Letting $ x = y = 0 $ in \eqref{0} we have $ f \big( f ( 0 ) \big) = 0 $. Plugging $ x = 0 $ and $ y = f ( 0 ) $ in \eqref{0} we get $ f \big( f ( 0 ) ^ 2 \big) = f ( 0 ) $. Then, letting $ x = f ( 0 ) $ and $ y = 0 $ in \eqref{0} we get $ f ( 0 ) = 0 $. Now, plugging $ y = 0 $ in \eqref{0} we have $$ f \big( f ( x ) \big) = f ( x ) \tag 1 \label 1 $$ and letting $ x = 0 $ in \eqref{0} we have $$ f \big( y ^ 2 \big) = y f ( y ) \text . \tag 2 \label 2 $$ \eqref{2} shows that $ f ( - y ) = - f ( y ) $ for $ y \ne 0 $, and as also $ f ( 0 ) = 0 = - f ( 0 ) $, $ f $ is an odd function. Substituting $ f ( y ) $ for $ y $ in \eqref{0} and using \eqref{1} we get $$ f \big( x f ( y ) + f ( x ) \big) - f ( x ) = f ( y ) f \big( x + f ( y ) \big) - f \big( f ( y ) ^ 2 \big) \text . \tag 3 \label 3 $$ Comparing \eqref{0} and \eqref{3} gives $$ y f ( x + y ) - f \big( y ^ 2 \big) = f ( y ) f \big( x + f ( y ) \big) - f \big( f ( y ) ^ 2 \big) \text . \tag 4 \label 4 $$ Now letting $ x = - y $ in \eqref{4} we have $$ f \big( f ( y ) ^ 2 \big) - f \big( y ^ 2 \big) = f ( y ) f \big( f ( y ) - y \big) \text . \tag 5 \label 5 $$ On the other hand, letting $ x = - f ( y ) $ in \eqref{4} we get $$ y f \big( y - f ( y ) \big) = f \big( y ^ 2 \big) - f \big( f ( y ) ^ 2 \big) \text . \tag 6 \label 6 $$ Putting \eqref{5} and \eqref{6} together and noting that $ f $ is odd, we have $$ \big( y + f ( y ) \big) f \big( y - f ( y ) \big) = 0 \text . \tag 7 \label 7 $$
Now, assume there is $ a \ne 0 $ with $ f ( a ) = 0 $. Let $ y = a $ in \eqref{4} and use \eqref{2} to get that $ f $ is constantly zero.

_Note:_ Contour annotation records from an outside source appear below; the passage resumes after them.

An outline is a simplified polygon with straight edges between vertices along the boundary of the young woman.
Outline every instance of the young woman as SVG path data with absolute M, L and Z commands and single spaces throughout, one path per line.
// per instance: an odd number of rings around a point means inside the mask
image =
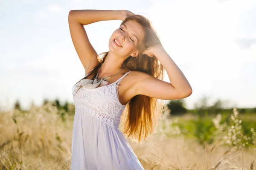
M 122 22 L 100 58 L 83 26 L 112 20 Z M 71 169 L 143 170 L 123 134 L 145 141 L 162 113 L 163 103 L 157 102 L 189 96 L 189 83 L 143 16 L 126 10 L 75 10 L 68 22 L 86 73 L 72 89 Z M 171 83 L 163 81 L 164 69 Z

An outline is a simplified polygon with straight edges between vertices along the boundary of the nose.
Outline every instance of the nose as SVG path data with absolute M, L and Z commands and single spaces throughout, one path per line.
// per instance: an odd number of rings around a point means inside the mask
M 123 33 L 120 34 L 120 36 L 119 36 L 122 41 L 124 41 L 125 40 L 125 32 L 124 32 Z

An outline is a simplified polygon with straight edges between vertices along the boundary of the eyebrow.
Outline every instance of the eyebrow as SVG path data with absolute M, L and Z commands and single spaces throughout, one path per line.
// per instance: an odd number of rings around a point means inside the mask
M 125 24 L 123 24 L 123 25 L 125 26 L 125 28 L 126 29 L 127 29 L 127 27 L 125 25 Z M 131 34 L 132 34 L 132 35 L 133 35 L 135 37 L 136 37 L 136 38 L 137 39 L 137 41 L 139 41 L 139 38 L 138 38 L 138 37 L 137 37 L 137 36 L 136 36 L 134 34 L 131 33 Z

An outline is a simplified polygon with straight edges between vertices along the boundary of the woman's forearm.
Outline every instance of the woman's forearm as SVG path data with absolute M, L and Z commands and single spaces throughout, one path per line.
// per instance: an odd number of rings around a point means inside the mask
M 122 10 L 79 9 L 70 11 L 68 17 L 85 26 L 101 21 L 121 20 L 121 14 Z
M 180 68 L 162 46 L 155 49 L 154 54 L 166 71 L 172 85 L 186 96 L 191 94 L 192 88 Z

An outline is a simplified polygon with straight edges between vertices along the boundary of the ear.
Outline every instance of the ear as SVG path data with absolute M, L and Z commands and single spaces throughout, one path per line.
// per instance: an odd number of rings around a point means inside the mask
M 138 54 L 139 54 L 139 50 L 137 50 L 132 54 L 131 54 L 131 56 L 133 57 L 137 57 L 138 56 Z

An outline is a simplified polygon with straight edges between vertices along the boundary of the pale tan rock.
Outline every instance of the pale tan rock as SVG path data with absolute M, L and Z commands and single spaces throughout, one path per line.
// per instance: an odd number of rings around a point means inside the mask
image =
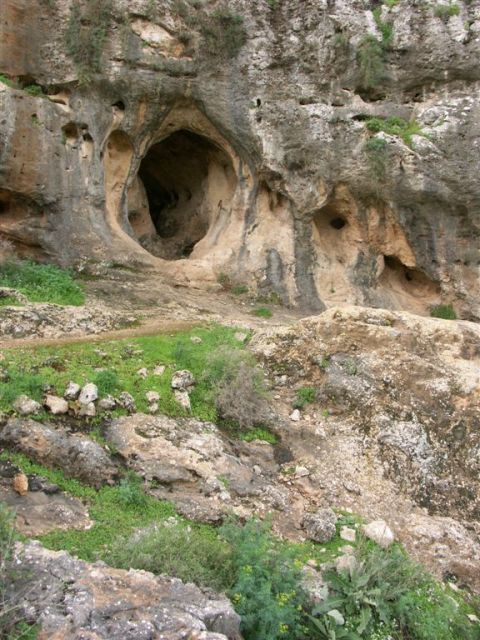
M 24 473 L 18 473 L 13 478 L 13 489 L 20 496 L 25 496 L 28 493 L 28 478 Z

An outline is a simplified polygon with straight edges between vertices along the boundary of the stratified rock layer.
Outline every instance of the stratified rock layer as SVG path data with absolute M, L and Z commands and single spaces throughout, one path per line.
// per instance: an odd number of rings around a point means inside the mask
M 312 309 L 478 318 L 480 2 L 436 5 L 4 0 L 0 233 Z

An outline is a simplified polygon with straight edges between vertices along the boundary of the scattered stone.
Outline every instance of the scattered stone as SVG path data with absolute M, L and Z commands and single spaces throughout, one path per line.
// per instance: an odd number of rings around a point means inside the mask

Otherwise, the only $ a $ with $ f ( a ) = 0 $ would be $ 0 $. This using \eqref{7} shows that if $ f ( y ) \ne y $ then $ f ( y ) = - y $. Therefore we must have $ f ( y ) \in \{ \pm y \} $, and hence $ f ( y ) ^ 2 = y ^ 2 $, which substituting $ f ( y ) $ for $ y $ in \eqref{2} and using \eqref{1} yields $ f \big( y ^ 2 \big) = y ^ 2 $. Comparing this with \eqref{2} we get $ f ( y ) = y $ for $ y \ne 0 $, and since also $ f ( 0 ) = 0 $, $ f $ is the identity function.